Get started with Aineko

Technical dependencies

Docker or Docker Desktop
Poetry (a python dependency manager)
Python (versions 3.8, 3.9, 3.10 & 3.11 are supported)
Pip (a python package manager)

Check your dependencies before starting

It's important to make sure you have the correct dependencies installed. The only dependency which requires a specific version is Python. The other dependencies should work with any recent version.

Let's check each dependency one by one. You can run the following commands in your terminal to check each dependency.

docker --version should return something like Docker version 20.10.8, build 3967b7d
python --version should return something like Python 3.10.12. We recommend pyenv to manage versions if you have multiple versions.
pip --version should return something like pip 23.0.1 from xxx/python3.10/site-packages/pip (python 3.10)
poetry --version should return something like Poetry (version 1.6.1)

Install Aineko

pip install aineko

Having trouble getting the correct version of python?

We recommend using pyenv to manage your Python versions.

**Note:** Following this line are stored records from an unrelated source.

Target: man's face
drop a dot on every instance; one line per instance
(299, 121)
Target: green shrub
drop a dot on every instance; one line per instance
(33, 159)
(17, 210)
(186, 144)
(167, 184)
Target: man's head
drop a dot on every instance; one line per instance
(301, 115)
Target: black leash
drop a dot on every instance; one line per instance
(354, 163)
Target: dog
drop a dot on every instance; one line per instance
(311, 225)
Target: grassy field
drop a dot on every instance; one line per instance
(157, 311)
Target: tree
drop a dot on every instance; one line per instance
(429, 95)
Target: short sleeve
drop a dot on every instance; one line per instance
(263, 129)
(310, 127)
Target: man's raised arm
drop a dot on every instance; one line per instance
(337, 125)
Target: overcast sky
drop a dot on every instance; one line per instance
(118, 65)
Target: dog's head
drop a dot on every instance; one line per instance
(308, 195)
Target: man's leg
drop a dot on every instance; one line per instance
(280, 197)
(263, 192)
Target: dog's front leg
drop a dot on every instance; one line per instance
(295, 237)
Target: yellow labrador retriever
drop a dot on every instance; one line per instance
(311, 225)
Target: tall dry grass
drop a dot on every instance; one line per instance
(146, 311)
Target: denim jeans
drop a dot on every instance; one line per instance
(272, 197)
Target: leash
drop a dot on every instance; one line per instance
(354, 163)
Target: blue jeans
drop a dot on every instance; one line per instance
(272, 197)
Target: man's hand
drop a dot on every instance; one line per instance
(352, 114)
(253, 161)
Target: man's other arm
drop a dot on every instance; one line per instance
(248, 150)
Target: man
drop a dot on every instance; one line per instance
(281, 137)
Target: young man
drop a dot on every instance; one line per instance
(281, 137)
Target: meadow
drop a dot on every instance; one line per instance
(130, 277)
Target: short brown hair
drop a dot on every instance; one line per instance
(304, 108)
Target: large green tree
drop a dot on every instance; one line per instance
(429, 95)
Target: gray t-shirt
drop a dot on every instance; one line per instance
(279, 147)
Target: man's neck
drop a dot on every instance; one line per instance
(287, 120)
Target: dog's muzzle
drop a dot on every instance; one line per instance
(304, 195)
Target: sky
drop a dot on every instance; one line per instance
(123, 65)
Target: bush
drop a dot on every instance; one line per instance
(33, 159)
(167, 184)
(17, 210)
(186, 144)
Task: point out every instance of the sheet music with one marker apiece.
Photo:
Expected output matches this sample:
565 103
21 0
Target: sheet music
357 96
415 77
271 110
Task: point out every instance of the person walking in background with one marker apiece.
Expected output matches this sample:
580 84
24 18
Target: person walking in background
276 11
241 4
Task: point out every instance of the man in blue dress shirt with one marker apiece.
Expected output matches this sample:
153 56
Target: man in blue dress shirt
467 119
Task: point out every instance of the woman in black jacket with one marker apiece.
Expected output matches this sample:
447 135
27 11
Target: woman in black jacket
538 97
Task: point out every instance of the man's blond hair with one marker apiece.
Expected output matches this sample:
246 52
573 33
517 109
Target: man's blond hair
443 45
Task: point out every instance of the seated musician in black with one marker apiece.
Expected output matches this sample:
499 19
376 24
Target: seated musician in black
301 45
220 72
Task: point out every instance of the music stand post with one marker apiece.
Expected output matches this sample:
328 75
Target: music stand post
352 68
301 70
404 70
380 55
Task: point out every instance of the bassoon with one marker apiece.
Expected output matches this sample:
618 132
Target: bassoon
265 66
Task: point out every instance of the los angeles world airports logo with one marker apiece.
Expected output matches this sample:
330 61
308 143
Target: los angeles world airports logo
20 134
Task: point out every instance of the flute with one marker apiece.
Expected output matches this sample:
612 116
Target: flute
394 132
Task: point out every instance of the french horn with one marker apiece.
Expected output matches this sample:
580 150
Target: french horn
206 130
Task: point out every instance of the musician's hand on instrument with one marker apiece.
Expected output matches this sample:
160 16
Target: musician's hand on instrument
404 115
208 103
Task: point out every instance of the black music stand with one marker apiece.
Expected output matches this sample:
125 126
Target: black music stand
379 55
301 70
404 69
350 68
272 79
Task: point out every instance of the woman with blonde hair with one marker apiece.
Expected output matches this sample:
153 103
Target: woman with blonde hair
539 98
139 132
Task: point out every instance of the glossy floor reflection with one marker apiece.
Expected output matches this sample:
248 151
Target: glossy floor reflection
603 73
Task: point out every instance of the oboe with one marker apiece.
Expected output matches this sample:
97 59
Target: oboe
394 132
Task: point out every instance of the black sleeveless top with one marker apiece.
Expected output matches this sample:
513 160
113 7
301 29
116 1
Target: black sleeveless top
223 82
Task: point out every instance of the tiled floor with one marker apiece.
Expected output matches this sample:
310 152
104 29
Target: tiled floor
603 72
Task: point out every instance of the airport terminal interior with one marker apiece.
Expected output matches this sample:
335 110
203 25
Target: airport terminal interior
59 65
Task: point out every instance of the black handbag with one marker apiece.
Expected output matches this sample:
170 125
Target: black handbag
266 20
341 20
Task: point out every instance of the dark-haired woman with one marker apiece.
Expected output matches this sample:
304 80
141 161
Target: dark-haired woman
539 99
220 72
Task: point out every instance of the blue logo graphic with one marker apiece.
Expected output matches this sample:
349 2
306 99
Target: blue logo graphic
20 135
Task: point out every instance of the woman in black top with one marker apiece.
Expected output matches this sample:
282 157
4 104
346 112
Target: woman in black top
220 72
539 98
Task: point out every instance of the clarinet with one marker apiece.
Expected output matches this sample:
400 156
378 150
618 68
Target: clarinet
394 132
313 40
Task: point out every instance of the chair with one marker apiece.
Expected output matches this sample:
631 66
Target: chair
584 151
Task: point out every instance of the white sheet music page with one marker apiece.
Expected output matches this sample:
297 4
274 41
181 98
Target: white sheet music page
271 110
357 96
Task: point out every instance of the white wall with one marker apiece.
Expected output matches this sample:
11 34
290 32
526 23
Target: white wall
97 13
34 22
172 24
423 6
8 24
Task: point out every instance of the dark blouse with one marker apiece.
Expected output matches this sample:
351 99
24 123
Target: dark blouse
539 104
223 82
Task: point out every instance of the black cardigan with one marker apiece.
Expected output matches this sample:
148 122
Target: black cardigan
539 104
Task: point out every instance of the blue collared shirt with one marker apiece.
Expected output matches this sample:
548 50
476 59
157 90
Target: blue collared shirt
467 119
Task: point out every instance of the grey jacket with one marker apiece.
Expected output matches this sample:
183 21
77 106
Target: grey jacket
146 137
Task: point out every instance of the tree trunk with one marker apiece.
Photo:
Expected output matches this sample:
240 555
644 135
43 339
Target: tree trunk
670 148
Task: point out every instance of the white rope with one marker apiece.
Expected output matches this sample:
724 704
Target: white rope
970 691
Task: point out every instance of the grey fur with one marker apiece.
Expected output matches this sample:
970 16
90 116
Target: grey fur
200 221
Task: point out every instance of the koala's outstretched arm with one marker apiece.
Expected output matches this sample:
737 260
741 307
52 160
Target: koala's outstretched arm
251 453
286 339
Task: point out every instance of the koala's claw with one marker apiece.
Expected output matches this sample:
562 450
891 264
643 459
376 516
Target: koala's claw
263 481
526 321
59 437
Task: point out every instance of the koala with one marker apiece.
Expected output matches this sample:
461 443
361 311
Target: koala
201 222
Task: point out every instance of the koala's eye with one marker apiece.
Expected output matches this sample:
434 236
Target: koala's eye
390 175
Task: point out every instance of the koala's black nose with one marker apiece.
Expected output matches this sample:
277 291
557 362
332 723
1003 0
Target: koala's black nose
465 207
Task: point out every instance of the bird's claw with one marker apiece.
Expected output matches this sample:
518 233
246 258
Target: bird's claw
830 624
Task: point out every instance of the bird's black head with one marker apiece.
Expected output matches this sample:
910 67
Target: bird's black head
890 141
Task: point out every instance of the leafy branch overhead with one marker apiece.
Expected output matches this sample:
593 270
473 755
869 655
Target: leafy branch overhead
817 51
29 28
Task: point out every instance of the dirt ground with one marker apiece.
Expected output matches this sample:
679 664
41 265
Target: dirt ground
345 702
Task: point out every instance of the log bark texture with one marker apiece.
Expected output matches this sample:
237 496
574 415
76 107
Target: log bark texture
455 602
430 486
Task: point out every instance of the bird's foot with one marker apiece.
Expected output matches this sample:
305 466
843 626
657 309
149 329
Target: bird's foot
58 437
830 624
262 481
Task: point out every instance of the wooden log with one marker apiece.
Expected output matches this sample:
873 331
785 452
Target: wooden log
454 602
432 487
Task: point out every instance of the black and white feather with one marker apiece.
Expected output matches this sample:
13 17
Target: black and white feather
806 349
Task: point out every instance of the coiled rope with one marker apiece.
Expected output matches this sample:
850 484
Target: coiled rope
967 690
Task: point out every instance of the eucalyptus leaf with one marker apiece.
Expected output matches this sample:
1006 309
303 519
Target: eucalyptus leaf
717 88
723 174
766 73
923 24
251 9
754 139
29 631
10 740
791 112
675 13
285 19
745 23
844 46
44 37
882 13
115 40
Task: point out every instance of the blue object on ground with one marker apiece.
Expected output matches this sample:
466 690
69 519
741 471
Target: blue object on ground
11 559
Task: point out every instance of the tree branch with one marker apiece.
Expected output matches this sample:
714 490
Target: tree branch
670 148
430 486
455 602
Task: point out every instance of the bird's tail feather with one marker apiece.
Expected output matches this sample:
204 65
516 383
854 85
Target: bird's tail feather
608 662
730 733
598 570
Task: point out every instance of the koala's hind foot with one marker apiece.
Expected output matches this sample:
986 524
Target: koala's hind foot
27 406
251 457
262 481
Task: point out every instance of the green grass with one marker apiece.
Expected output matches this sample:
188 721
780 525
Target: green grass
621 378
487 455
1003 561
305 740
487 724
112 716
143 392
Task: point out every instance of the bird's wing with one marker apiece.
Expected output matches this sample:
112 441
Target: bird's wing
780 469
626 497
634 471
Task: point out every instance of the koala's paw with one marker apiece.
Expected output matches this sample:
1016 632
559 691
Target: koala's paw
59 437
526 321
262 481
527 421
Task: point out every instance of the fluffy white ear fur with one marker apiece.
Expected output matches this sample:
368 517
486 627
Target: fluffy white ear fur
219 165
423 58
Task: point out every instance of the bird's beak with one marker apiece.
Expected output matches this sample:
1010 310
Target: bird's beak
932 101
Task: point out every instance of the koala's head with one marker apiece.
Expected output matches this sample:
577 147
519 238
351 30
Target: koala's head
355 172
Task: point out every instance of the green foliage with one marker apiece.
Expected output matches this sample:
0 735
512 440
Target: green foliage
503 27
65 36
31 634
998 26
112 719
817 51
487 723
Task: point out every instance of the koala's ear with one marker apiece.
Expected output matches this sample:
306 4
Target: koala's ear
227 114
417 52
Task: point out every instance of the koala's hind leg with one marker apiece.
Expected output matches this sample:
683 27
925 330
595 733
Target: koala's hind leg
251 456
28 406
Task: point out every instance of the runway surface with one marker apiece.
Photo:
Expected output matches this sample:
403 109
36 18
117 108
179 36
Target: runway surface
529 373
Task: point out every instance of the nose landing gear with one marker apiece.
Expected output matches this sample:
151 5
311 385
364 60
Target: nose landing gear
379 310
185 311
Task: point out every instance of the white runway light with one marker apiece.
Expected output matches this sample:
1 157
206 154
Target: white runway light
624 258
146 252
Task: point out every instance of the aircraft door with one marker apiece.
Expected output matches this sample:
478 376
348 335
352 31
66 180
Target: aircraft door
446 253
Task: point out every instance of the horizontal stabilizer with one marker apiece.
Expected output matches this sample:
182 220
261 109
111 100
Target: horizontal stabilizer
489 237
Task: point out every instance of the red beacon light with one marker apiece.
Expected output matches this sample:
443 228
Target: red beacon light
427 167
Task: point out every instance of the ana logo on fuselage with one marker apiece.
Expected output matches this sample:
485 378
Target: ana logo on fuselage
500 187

Once you have pyenv installed, you can run the following commands in your project directory to install one the supported versions. For example:

pyenv install 3.10
pyenv local 3.10
python --version

Expected output

Python 3.10.12

Pyenv is a great tool for managing Python versions, but it can be a bit tricky to get it set up correctly. If you're having trouble, check out the pyenv documentation or this tutorial. If you're still having trouble, feel free to reach out to us on Slack!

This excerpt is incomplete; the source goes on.